Second, at least for us, we help mostly with B2B sales, which are complex. It's multiple people selling to multiple people. Understanding the power dynamics, the political power structure, all of that is something that AI will struggle with. Ambiguity is not where it's good. Reading the room, judgment, creativity. AI is very straightforward: it's trained on being plausible. Sometimes the creative moves aren't the ones that are plausible, it's doing something that seems unreasonable, but is still a winning play.
When you're alone, nobody cares. Once you're ahead, there's a crosshair on your back. Everybody wants to kill you, and we take it as a compliment. We've built the system over 10 years, and again, there's a lot of complexity.
Gong’s Vision: A Self-Driving Revenue System
Our vision was that we thought of it as a self-driving car. When we started Gong, we wanted to build an autonomous system. Our inspiration was a Tesla. A self-driving car has five levels: five is full self-driving, and one is getting lane-keeping alerts. And we thought, if you want to build a self-driving car, and this is a self-managing customer management system, then you need three things.

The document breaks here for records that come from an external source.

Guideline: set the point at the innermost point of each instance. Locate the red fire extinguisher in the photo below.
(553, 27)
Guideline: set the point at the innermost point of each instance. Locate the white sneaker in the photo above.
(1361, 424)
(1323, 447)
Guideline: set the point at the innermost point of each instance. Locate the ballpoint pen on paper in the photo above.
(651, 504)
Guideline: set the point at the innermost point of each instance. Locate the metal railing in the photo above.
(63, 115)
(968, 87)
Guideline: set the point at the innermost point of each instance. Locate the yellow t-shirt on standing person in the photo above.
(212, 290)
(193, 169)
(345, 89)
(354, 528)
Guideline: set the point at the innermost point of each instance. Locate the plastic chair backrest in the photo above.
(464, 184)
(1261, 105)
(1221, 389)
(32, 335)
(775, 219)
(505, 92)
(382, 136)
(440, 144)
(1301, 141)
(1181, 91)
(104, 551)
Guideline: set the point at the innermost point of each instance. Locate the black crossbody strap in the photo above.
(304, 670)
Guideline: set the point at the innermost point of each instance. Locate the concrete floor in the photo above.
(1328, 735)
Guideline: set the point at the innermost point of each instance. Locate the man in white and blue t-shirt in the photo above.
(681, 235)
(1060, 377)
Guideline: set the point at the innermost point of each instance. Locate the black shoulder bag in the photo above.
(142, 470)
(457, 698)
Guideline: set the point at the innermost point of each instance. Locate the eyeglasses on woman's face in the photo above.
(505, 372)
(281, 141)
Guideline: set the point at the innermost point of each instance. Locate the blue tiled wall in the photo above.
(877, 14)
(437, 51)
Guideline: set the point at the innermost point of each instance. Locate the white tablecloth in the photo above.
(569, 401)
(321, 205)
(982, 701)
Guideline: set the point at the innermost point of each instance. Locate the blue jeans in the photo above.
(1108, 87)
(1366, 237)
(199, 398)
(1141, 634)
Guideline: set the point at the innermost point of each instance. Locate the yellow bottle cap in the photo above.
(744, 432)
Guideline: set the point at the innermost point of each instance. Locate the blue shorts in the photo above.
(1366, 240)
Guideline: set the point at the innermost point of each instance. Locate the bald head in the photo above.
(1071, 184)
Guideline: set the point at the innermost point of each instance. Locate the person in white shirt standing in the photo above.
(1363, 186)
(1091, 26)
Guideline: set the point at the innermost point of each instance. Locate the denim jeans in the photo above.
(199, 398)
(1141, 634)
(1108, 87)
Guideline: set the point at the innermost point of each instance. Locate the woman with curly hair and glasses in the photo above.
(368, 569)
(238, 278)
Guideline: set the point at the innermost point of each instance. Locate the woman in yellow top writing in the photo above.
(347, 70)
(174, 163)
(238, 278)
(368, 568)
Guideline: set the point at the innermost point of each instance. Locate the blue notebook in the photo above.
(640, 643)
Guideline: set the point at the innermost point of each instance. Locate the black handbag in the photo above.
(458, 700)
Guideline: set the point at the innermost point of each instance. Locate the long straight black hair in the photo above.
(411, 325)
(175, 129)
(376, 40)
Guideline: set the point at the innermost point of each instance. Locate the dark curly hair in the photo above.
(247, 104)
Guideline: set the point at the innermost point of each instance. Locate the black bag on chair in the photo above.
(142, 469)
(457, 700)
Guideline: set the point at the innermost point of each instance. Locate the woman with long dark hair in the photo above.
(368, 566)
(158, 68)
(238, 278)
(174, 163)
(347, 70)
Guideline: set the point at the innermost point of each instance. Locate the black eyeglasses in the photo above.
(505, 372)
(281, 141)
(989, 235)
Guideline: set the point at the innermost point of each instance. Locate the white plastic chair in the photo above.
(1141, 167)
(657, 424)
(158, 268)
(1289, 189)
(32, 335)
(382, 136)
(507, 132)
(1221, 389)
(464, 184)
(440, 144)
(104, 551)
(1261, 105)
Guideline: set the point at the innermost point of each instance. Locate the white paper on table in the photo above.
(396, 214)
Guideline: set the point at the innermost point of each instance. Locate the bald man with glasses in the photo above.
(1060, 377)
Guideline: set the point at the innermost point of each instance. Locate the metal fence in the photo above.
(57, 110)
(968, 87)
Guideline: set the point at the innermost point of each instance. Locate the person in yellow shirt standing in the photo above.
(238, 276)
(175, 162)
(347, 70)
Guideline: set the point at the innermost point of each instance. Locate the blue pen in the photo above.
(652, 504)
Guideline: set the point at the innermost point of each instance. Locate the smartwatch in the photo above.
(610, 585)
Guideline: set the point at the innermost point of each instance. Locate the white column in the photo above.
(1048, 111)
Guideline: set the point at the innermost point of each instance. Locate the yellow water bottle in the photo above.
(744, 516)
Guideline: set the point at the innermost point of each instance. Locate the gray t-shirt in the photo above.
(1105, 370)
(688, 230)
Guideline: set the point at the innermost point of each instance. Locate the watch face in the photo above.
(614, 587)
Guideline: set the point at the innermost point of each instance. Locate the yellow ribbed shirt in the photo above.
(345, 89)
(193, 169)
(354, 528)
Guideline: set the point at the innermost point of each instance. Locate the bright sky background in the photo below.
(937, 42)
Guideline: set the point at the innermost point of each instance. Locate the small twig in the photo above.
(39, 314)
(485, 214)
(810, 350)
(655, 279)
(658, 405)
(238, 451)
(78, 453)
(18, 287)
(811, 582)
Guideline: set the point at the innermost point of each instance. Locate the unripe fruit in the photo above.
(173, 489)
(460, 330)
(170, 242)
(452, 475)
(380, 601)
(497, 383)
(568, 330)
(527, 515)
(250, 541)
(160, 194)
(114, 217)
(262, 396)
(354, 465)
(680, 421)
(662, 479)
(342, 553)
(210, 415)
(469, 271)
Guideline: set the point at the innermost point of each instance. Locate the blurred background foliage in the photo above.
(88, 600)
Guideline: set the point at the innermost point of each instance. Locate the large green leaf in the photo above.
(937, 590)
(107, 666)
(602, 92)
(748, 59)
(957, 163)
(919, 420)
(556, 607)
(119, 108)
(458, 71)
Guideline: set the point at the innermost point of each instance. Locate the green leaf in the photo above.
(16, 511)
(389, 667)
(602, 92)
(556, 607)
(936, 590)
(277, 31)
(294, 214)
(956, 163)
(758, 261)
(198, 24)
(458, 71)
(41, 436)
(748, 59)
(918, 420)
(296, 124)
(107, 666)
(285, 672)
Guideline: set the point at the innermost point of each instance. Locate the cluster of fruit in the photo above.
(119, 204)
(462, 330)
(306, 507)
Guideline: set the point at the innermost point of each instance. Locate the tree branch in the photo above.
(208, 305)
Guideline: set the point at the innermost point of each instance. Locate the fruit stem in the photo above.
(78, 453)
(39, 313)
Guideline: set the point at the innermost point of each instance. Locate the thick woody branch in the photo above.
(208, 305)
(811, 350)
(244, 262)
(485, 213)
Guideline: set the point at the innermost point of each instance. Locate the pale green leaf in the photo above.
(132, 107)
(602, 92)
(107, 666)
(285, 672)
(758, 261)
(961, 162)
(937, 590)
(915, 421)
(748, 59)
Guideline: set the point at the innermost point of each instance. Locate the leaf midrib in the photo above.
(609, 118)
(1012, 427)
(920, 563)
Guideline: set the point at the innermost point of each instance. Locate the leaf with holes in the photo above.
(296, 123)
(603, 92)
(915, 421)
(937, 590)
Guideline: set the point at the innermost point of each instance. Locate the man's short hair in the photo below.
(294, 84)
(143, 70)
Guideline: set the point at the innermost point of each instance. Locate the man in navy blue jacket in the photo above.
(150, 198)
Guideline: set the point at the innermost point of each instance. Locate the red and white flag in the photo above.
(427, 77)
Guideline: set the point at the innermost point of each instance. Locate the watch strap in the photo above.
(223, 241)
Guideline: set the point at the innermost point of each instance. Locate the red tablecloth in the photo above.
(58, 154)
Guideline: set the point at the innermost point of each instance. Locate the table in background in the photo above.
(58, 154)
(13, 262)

First, you need the sensors to capture all the data. In a car, it'll be the radars, the lidar, and the cameras. This is our revenue graph. Second, you need to make sense of all of it. You see a red light blinking: is it a traffic light, or is it a car or motorcycle? Is it accelerating or decelerating? This is the AI level. And then there is the application layer. So, we always thought about the five levels. And we said, "Okay, today, this is like 2017, we're at level one. And when can we get to level five?"
So, we built it even though something like a lidar didn't exist, or the AI wasn't strong enough to be fully self-driving. We built the framework so we can plug in the technologies as they mature. If you could vibe code it overnight, then we have a problem. But it's not easy. There is a lot of nuance and detail that goes into it, especially when deploying at a large scale.
So, I think it's an underestimation of what it takes to really run a company. All right, not investment advice, but I think it's a good buying opportunity for the companies that are real. From the outside, when you see a company growing, it looks like this. But from the inside, there are multiple revenue sources, and you need to layer them in a way that looks smooth from the outside, but each one is kind of S-shaped.
At some point, it'll hit the glass ceiling. You asked me about people getting stuck because you're doing one thing, and that's it. It's not growing as fast anymore. So, you always need to layer those things. You need to think about two or three years in advance, because when you realize that you need it, it's already too late.